Focal Segmental Glomerulosclerosis prognosis

  • Not all patients improve with corticosteroid therapy
  • Most people show persistent proteinuria and progressive decline in renal function
  • Many patients progress to end-stage renal disease after 5 to 20 years
  • FSG recurs in half of transplanted kidneys

Membranoproliferative Glomerulonephritis

  • Chronic progressive glomerulonephritis, most frequent in older children and young adults.
  • Three types have been described, type I is the most common form.
  • Patients may present with nephrotic syndrome, non-nephrotic proteinuria, or the acute nephritic syndrome.
  • Type I is most commonly idiopathic: It may be associated with systemic disorders - subacute bacterial endocarditis, infected ventriculo-atrial shunts, hepatitis C virus infection, and malignancy.
  • Type II is an autoimmune disorder.
  • Pathogenesis:
    • Type I is caused by deposition of immune complexes.
    • Type II is caused by the deposition of complement.
    • Type II etiology is proposed to be prolonged C3 convertase activity induced by a circulating IgG autoantibody ("C3 nephritic factor").

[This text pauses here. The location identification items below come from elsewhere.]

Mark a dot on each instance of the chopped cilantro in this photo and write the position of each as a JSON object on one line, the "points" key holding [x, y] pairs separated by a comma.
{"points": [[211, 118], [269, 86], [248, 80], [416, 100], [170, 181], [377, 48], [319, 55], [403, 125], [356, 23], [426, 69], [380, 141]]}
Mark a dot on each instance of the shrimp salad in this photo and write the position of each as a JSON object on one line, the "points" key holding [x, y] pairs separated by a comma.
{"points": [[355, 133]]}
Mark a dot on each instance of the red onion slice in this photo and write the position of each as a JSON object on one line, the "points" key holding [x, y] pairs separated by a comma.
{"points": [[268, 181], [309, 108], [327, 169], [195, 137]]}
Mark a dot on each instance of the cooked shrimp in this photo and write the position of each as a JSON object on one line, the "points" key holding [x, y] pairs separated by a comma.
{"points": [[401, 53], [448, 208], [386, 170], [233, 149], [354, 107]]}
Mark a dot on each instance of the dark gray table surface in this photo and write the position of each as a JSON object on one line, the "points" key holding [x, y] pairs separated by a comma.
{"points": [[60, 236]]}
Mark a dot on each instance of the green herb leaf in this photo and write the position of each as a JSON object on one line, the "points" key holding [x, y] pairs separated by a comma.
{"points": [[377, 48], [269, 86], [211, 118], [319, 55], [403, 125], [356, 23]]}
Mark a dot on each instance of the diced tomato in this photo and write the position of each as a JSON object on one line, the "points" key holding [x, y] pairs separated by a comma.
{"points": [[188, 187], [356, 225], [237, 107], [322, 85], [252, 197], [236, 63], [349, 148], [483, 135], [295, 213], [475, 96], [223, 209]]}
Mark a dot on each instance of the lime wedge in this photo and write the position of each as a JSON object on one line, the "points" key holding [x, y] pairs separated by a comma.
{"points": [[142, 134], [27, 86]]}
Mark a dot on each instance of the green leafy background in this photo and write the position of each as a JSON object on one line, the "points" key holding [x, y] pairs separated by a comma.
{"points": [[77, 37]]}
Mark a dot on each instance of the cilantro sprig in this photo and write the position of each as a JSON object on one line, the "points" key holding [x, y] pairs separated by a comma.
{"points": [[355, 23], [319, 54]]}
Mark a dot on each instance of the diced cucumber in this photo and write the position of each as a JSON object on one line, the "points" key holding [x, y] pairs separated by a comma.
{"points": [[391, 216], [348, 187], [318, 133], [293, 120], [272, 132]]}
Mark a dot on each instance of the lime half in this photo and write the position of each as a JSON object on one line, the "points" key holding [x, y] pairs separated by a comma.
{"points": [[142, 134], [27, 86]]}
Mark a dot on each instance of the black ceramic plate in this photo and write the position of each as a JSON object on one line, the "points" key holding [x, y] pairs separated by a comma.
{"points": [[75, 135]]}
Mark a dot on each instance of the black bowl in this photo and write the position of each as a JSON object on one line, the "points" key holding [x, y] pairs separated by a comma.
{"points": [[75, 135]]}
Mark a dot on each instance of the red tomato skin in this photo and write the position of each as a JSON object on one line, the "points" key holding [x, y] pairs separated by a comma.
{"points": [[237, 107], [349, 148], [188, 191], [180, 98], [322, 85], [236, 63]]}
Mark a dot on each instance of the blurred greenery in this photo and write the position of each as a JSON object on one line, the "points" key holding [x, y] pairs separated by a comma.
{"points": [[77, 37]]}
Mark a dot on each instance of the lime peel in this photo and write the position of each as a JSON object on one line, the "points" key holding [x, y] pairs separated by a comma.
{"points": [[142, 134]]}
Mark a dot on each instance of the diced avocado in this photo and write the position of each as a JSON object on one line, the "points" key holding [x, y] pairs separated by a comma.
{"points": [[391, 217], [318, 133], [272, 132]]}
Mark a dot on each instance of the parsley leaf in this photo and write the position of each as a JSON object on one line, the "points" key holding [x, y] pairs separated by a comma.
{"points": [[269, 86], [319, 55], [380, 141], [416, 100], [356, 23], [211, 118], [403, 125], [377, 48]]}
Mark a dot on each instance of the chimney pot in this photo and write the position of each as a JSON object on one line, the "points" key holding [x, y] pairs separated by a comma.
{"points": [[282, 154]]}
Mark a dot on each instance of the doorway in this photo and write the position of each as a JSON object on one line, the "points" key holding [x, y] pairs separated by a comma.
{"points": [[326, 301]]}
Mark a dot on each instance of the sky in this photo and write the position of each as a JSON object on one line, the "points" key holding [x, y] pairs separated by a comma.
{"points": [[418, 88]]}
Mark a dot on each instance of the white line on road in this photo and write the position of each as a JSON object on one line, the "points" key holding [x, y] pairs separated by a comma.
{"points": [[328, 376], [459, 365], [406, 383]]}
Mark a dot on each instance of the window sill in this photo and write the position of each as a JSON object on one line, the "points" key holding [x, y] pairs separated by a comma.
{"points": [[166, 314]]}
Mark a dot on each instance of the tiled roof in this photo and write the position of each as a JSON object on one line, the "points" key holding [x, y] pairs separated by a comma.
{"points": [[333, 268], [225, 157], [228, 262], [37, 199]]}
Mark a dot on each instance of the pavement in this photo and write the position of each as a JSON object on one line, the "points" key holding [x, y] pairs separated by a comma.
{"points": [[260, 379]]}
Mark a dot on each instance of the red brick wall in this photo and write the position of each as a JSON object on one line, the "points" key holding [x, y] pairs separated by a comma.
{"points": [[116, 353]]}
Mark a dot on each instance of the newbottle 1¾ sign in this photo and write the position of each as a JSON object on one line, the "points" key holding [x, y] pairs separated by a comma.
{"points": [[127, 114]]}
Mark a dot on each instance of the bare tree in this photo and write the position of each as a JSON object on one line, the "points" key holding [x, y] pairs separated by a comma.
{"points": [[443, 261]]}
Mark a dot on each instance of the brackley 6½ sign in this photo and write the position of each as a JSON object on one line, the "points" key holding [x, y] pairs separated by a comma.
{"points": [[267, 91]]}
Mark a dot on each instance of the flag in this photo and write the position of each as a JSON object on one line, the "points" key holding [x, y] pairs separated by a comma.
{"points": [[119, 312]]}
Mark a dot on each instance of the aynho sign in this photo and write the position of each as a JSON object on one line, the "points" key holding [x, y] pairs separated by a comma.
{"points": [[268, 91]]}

Membranoproliferative Glomerulonephritis and Pathology

  • Type I and Type II MPGN are characterized by glomerular hypercellularity and capillary wall thickening.
  • Type I MPGN electron microscopy: Subendothelial and mesangial deposits containing C3, IgG, and IgM by IF.
  • Type II MPGN electron microscopy: Intramembranous deposits containing C3 (dense deposit disease); immunoglobulin deposits are not detected by IF.
  • Prognosis:
    • Type I is usually a persistent but slowly progressive disease.
    • Half of patients reach end-stage renal disease after 10 years.
    • Type II and recurrence of MPGN after renal transplantation have worse prognoses.

IgA Nephropathy aka Berger Disease

  • The most common form of primary glomerulonephritis in the world.
  • Displays geographic variability.
  • Related to a genetic or an acquired abnormality of immune regulation, yielding increased mucosal IgA synthesis in response to respiratory or gastrointestinal exposure to environmental agents.
  • Occurs with increased frequency in patients with celiac disease, dermatitis herpetiformis, and liver disease
  • Patients usually present with one of these syndromes:
    • Macroscopic hematuria concurrent with an upper respiratory infection
    • Asymptomatic hematuria and variable proteinuria.
    • Henoch-Schonlein purpura is more common in children.
  • Pathology:
    • Light microscopy is variable
    • Immunofluorescence microscopy shows mesangial deposits of IgA

IgA Prognosis

  • Disease most often tends to be mild, but recurrent.
  • 25-50% of the patients develop chronic renal failure within 20 years.
  • Older patients tend to have a worse prognosis.

Chronic Gloerulonephritis features

  • End-stage pool of glomerular diseases fed by a number of different glomerulonephritides.
  • Some cases arise with no antecedent history of any of the well recognized forms of acute glomerulonephritis.
  • Disease is manifested by chronic renal failure and related uremic complication:     - Pericarditis     - Secondary hyperparathyroidism     - Anemia, etc.
  • Some causes of Chronic Glomerulonephritis include - Poststreptococcal
    • Rapidly progressive GN
    • Membranous GN
    • Focal glomerulosclerosis
    • Membranoproliferative GN
    • IgA
  • Others
  • Gross Morphology: -Symmetrically contracted kidneys -Diffusely granular cortical surfaces -Thin cortex -Increased peripelvic fat

Chronic Glomerulonephritis microscopy

  • Glomeruli may still show evidence of primary disease or may show hyaline obliteration. -Arterial/arteriolar sclerosis -Tubular atrophy -Interstitial fibrosis and chronic inflammation
  • Prognosis is relentlessly progressive.
  • The outcome is invariably death if patients are not maintained with continued dialysis or if they do not receive a renal transplant.